In line with previous research (Montefinese et al., 2015; Muffato et al., 2019; Watanabe, 2011), we observed performance declines with the introduction of a perspective shift in both age groups. These findings suggest that the 0° condition is qualitatively different from the conditions with a perspective shift. Specifically, the task in the 0° condition can be solved by accessing the learning scene from memory and using image matching to detect changes (Milner & Goodale, 2008; Nardini et al., 2009). However, when a perspective shift is introduced, the task becomes a spatial-perspective taking task that cannot be ‘simply’ solved by image matching. Instead, additional mental transformation of the stored spatial configuration to match the perspective at test with that of encoding (Hegarty & Waller, 2004) are required. These additional transformations are likely to recruit further brain regions, including the hippocampus circuit, which is associated with spatial processing (Mellet et al., 2000; Shelton & Gabrieli, 2002). Importantly, the performance and drift rate decline following the introduction of a perspective shift (i.e. from 0° to 45°) was almost three times larger than the decline observed when the perspective shift increased from 45° to 135°. These results suggest that it is the initiation of these mental transformations rather than the amount by which the spatial representations need to be transformed that produces the higher cognitive cost. Interestingly, this interpretation is inconsistent with findings from mental rotation research, which show that cognitive costs increase with increasing angular disparity, typically resulting in a linear increase in response times (Lohman, 1986; Shepard & Metzler, 1971). As we did not find a linear decrease in performance it is unlikely that our participants rotated the array to solve the tasks. Instead, they were more likely to imagine moving around the array to either match the test viewpoint with the encoded viewpoint or vice versa (King et al., 2002).
Participants in both age groups adopted a more conservative response strategy in trials in which the perspective shift was introduced and there was a trend for this increase to be higher in older adults. In addition, further increases in perspective shift resulted in adoption of even more conservative response strategies across both age groups. It is not surprising that participants have wider decision boundaries when a perspective shift is introduced, as they need to accumulate extra information to inform them about their new orientation.
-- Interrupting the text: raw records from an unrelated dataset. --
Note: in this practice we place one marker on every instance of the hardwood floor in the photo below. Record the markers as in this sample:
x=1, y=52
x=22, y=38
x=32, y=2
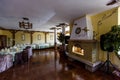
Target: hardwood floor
x=47, y=65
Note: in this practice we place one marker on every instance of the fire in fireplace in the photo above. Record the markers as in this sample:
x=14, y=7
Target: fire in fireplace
x=78, y=50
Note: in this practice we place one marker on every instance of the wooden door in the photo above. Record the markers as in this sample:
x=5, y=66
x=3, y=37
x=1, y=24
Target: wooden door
x=3, y=41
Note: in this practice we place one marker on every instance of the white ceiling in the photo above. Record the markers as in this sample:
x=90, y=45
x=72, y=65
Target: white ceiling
x=45, y=14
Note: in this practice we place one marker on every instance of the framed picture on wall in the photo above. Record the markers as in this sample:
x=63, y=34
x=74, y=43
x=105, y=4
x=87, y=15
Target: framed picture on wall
x=51, y=37
x=39, y=37
x=23, y=37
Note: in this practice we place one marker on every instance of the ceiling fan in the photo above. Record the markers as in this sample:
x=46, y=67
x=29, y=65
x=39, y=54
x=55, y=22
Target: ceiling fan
x=113, y=2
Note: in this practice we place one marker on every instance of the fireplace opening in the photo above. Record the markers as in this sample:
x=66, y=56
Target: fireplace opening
x=78, y=50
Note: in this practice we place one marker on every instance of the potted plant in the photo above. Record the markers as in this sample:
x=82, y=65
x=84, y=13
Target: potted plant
x=112, y=39
x=110, y=43
x=61, y=39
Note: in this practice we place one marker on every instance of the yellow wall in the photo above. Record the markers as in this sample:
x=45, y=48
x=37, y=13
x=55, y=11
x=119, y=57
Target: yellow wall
x=102, y=23
x=19, y=35
x=8, y=34
x=41, y=37
x=50, y=38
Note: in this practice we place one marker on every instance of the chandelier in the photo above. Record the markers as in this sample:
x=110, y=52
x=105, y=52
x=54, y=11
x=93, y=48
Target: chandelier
x=25, y=24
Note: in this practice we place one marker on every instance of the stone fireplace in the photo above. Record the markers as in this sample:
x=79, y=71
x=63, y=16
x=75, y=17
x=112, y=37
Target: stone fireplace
x=85, y=51
x=82, y=46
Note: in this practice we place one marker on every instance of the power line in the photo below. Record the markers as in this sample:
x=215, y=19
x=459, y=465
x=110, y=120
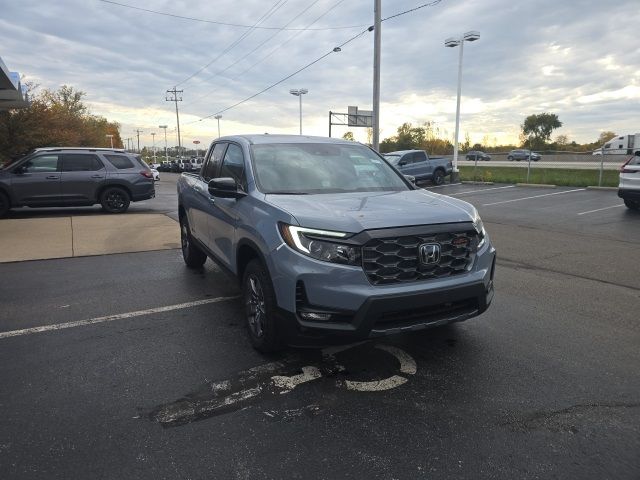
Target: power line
x=257, y=47
x=275, y=7
x=215, y=22
x=334, y=50
x=264, y=57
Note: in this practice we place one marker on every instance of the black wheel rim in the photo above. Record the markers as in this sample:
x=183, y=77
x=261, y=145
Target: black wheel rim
x=115, y=200
x=255, y=306
x=184, y=237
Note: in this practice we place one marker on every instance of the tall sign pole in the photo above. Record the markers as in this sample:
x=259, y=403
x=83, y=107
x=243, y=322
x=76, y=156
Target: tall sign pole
x=377, y=37
x=176, y=96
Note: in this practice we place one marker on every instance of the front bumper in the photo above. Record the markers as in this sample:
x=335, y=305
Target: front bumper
x=360, y=310
x=629, y=194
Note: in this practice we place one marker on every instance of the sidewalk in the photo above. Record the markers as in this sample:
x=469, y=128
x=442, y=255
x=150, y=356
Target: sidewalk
x=77, y=236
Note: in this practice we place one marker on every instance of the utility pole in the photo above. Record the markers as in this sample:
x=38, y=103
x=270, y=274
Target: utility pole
x=166, y=155
x=138, y=132
x=153, y=135
x=176, y=96
x=377, y=37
In addition, after participants accumulate information about the new orientation, they need to perform extra mental computations (Holmes et al., 2018), which come with an increased cognitive cost, to transform their stored representation of object locations to be consistent with that new perspective, and this additional cognitive demand is reflected in lower drift rates. Those results highlight that the spatial perspective shift not only increases processing demands but that it induces changes in response strategies, which are differentially affected by ageing. This is particularly important for research on spatial-perspective taking that frequently relies on measures of response times as a marker of performance (i.e. Spatial Orientation Test; Guilford & Zimmerman, 1948; Hegarty & Waller, 2004).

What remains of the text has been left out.